The Ken Burns film Country Music starts on PBS Sept. 15. The film has eight parts and runs for 16 hours. Burns directed, and produced the documentary alongside Dayton Duncan and Julie Dunfey.
PBS airs Country Music Sept. 15-18, then Sept. 22-25.
Duncan wrote the documentary and an illustrated companion book, Country Music: An Illustrated History, that comes out September 10. The film chronicles country music’s early days, from southern Appalachia’s songs of struggle, heartbreak and faith to the rollicking Western swing of Texas, California’s honky-tonks and Nashville’s Grand Ole Opry. “The film follows the evolution of country music over the course of the 20th century,” said PBS, “as it eventually emerges to become ‘America’s music.’”

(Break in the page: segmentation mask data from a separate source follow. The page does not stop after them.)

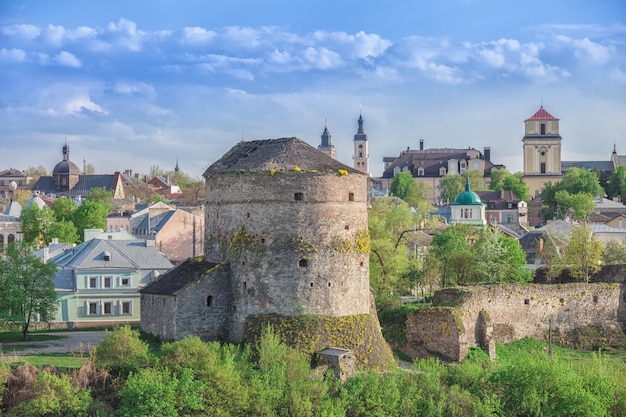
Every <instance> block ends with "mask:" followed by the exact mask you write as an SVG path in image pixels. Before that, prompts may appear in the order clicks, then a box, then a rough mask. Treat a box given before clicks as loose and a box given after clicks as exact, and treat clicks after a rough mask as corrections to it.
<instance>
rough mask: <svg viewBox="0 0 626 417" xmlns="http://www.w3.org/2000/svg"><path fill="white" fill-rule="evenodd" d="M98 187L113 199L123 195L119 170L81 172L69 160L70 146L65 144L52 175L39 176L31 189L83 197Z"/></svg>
mask: <svg viewBox="0 0 626 417" xmlns="http://www.w3.org/2000/svg"><path fill="white" fill-rule="evenodd" d="M98 187H103V188H104V189H105V190H106V191H111V192H112V194H113V198H114V199H122V198H124V197H125V195H124V186H123V181H122V175H121V174H120V173H119V172H116V173H114V174H104V175H84V174H81V173H80V169H79V168H78V167H77V166H76V164H75V163H73V162H72V161H70V147H69V146H68V145H67V144H65V145H64V146H63V160H62V161H61V162H59V163H58V164H56V166H55V167H54V170H53V171H52V176H42V177H40V178H39V180H37V182H36V183H35V184H34V185H33V188H32V189H33V191H39V192H40V193H41V194H43V195H46V196H49V197H79V196H83V197H84V196H86V195H87V194H89V192H90V191H91V190H92V189H93V188H98Z"/></svg>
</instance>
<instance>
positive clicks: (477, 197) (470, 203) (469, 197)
mask: <svg viewBox="0 0 626 417" xmlns="http://www.w3.org/2000/svg"><path fill="white" fill-rule="evenodd" d="M452 204H454V205H457V206H461V205H462V206H477V205H482V204H483V202H482V201H481V200H480V197H479V196H478V194H476V193H475V192H473V191H472V190H470V186H469V176H466V177H465V191H462V192H460V193H459V195H457V196H456V200H454V203H452Z"/></svg>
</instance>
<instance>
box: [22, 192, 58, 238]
mask: <svg viewBox="0 0 626 417" xmlns="http://www.w3.org/2000/svg"><path fill="white" fill-rule="evenodd" d="M20 218H21V220H22V233H23V234H24V241H25V242H26V243H29V244H33V245H35V246H36V247H37V248H40V247H41V246H42V245H44V244H45V243H46V242H48V233H49V231H50V225H51V224H52V222H53V221H54V213H52V210H50V207H48V206H47V205H45V206H43V207H42V208H39V206H37V204H34V203H33V204H30V205H29V206H27V207H24V208H23V209H22V214H21V216H20Z"/></svg>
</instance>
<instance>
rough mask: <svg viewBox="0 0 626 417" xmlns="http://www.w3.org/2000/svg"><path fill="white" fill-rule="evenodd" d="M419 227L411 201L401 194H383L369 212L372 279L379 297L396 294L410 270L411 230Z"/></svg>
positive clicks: (374, 204) (370, 269) (378, 198)
mask: <svg viewBox="0 0 626 417" xmlns="http://www.w3.org/2000/svg"><path fill="white" fill-rule="evenodd" d="M413 230H416V224H415V218H414V216H413V214H412V213H411V209H410V208H409V205H408V204H407V203H406V202H405V201H402V200H401V199H399V198H397V197H381V198H377V199H375V200H374V201H373V202H372V208H371V209H370V212H369V232H370V276H371V278H370V281H371V285H372V288H373V289H374V292H375V293H376V295H377V296H378V297H380V296H385V295H390V294H394V293H395V292H396V291H397V290H398V289H399V287H400V286H401V282H402V279H403V277H405V276H406V274H407V272H408V271H409V266H410V265H409V249H408V247H407V245H406V243H407V238H408V234H409V232H411V231H413Z"/></svg>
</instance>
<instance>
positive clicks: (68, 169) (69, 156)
mask: <svg viewBox="0 0 626 417" xmlns="http://www.w3.org/2000/svg"><path fill="white" fill-rule="evenodd" d="M59 174H76V175H79V174H80V169H78V167H77V166H76V164H75V163H73V162H72V161H70V147H69V146H68V144H67V143H66V144H65V145H63V160H62V161H61V162H59V163H58V164H56V165H55V167H54V170H52V175H59Z"/></svg>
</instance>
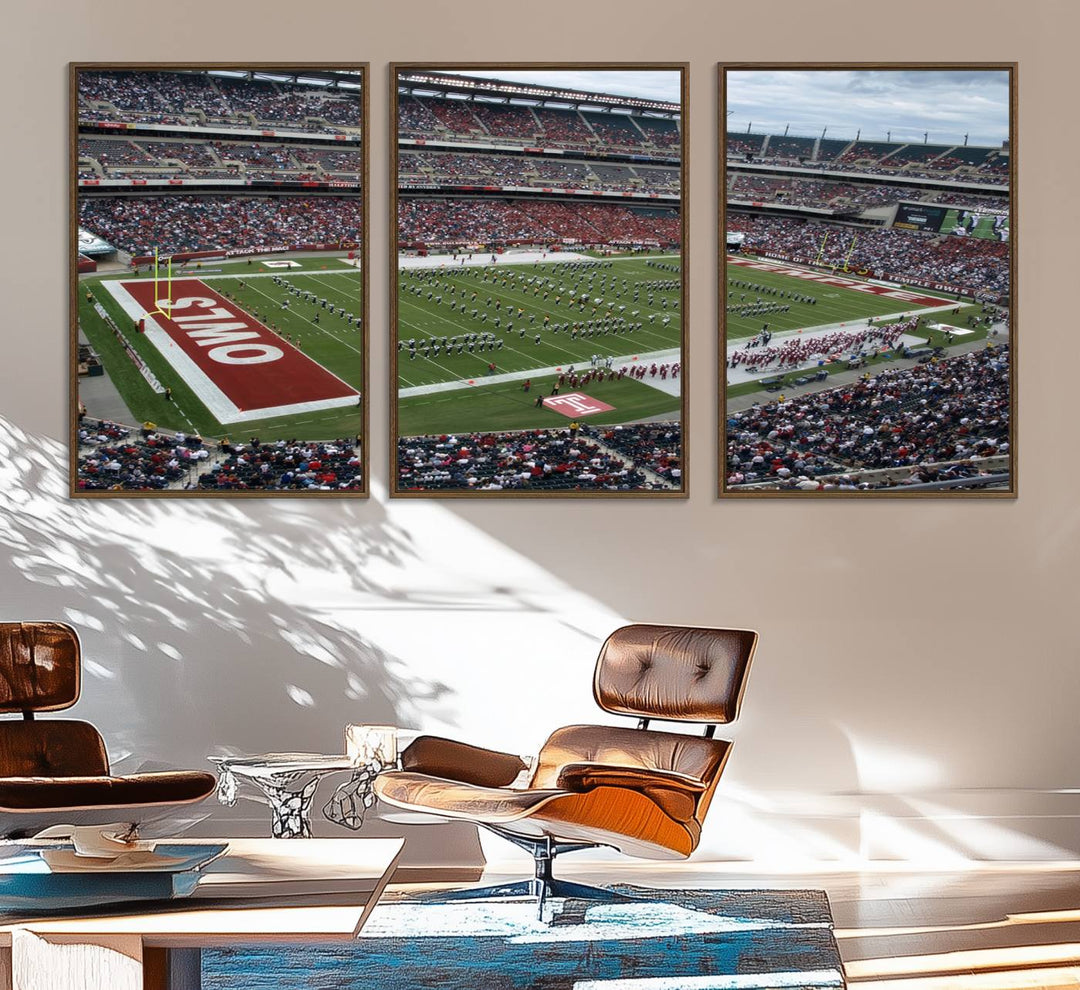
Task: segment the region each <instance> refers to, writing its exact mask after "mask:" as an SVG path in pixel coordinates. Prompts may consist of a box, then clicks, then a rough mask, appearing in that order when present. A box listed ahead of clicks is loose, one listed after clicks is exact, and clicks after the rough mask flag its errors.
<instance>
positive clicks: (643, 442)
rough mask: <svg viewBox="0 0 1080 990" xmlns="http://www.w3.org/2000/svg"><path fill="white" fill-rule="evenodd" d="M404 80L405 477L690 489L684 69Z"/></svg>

The Carter Family, Jimmie Rodgers, Bill Monroe, Hank Williams, Patsy Cline, Johnny Cash, Merle Haggard, Loretta Lynn, Charley Pride, Willie Nelson, Dolly Parton, Emmylou Harris, Garth Brooks and other country figures get their close-up.
“As with so many of their films, Ken and Dayton guide us on a journey through history that educates and entertains, providing an intimate look into the creative lives of those women and men who came together to develop an authentic American art form,” said Perry Simon, PBS chief programming executive and general manager, general audience programming.
Duncan, Burns and Dunfey spent eight years researching and producing the film, conducting interviews with more than 100 people. Country Music is a production of Florentine Films and WETA Washington, DC.
“At the heart of every great country music song is a story,” said Burns. “As the songwriter Harlan Howard said, ‘It’s three chords and the truth.’ The common experiences and human emotions speak to each of us about love and loss, about hard times and the chance of redemption. As an art form, country music is also forever revisiting its history, sharing and updating old classics and celebrating its roots, which are, in many ways, foundational to our country itself.”